Perfect understanding, Chee thought. Harmony between deer and man. Harmony between Jim Chee and Tsossie, or the bones of Tsossie, and the thinking of those who had placed Tsossie’s corpse among the rocks. But Jim Chee didn’t understand the thinking of whites. Neither Changing Woman nor Talking God had given him a song to produce that understanding. What would his uncle say to that? Chee knew exactly what the old man would say. He could almost hear him, because he had heard him so often:

“Boy, when you understand the big, you understand the little. First understand the big.”

And that would mean, in this case, that if Chee learned to understand all men (the big), he could understand white men (the little). His uncle would add that if a Navajo could find harmony with a deer, he could find equal harmony with a white man. Chee grimaced at the windshield. And then his uncle, who never failed to belabor a point, would add some wisdom about deer and men. He would say that the deer is much like the Navajo in fundamental ways. It loves its offspring and its mate, food, water, and its rest. And it hates cold, hunger, pain, and death. But the deer is also different. Its life is short. It builds no hogans. The Navajo is more like a white man than like a deer.

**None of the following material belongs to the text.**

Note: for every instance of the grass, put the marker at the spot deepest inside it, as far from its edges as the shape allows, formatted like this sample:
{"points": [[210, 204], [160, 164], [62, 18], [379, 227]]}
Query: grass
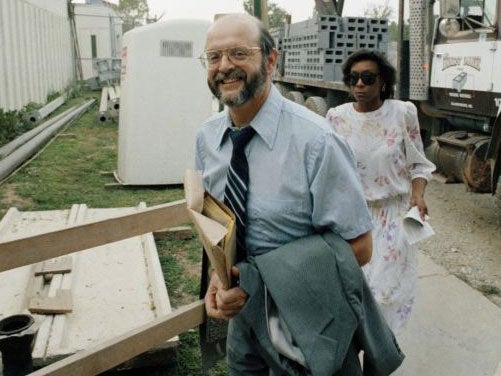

That’s about what his uncle would say, Chee thought sourly. But his uncle had no dealings with the whites when he could avoid them. And how would his uncle explain the thinking of a white man who filled his home with mementos of his achievements but kept his greatest honors hidden away in a keepsake box? The medals Tomas Charley had described were a Bronze Star and a Silver Star, which – as the military encyclopedia in the university library had informed him – are awarded for deeds of courage in combat; and the Purple Heart, awarded to those wounded in action. You would expect to find them framed in places of prominence on Vines’ wall, along with his other trophies. Why did he hide them away with a package of old boyhood photographs and a double handful of rock fragments? A Navajo might either advertise his exploits or modestly conceal them. Why would anyone hide some and advertise others?

The sky was darker now and the wind blew from the northwest. It gusted around the pickup, kicking up a flurry of sand and tumbleweeds.

“That has to be our butte,” Chee said. He pointed through the right side of the windshield. “It’s the only one within nine miles of the trading post. And it’s in the right direction.”

The track emerged on a great sheet of barren granite and skirted an island of overlaid sandstone. The island was capped by a slab of white limestone, which left a wide overhang where the softer rock had worn away. It suggested to Chee a table where giants dined. Suddenly, just beyond this landmark, he took his foot from the gas pedal and let the truck roll to a stop.

“What?” Mary asked.

Chee looked at her. “Boy,” he said. “Am I stupid.” He slammed his fist against the steering wheel. Two sets of keepsakes, he was thinking. One on the walls. One hidden in the safe. What was the difference between them? The difference was in time.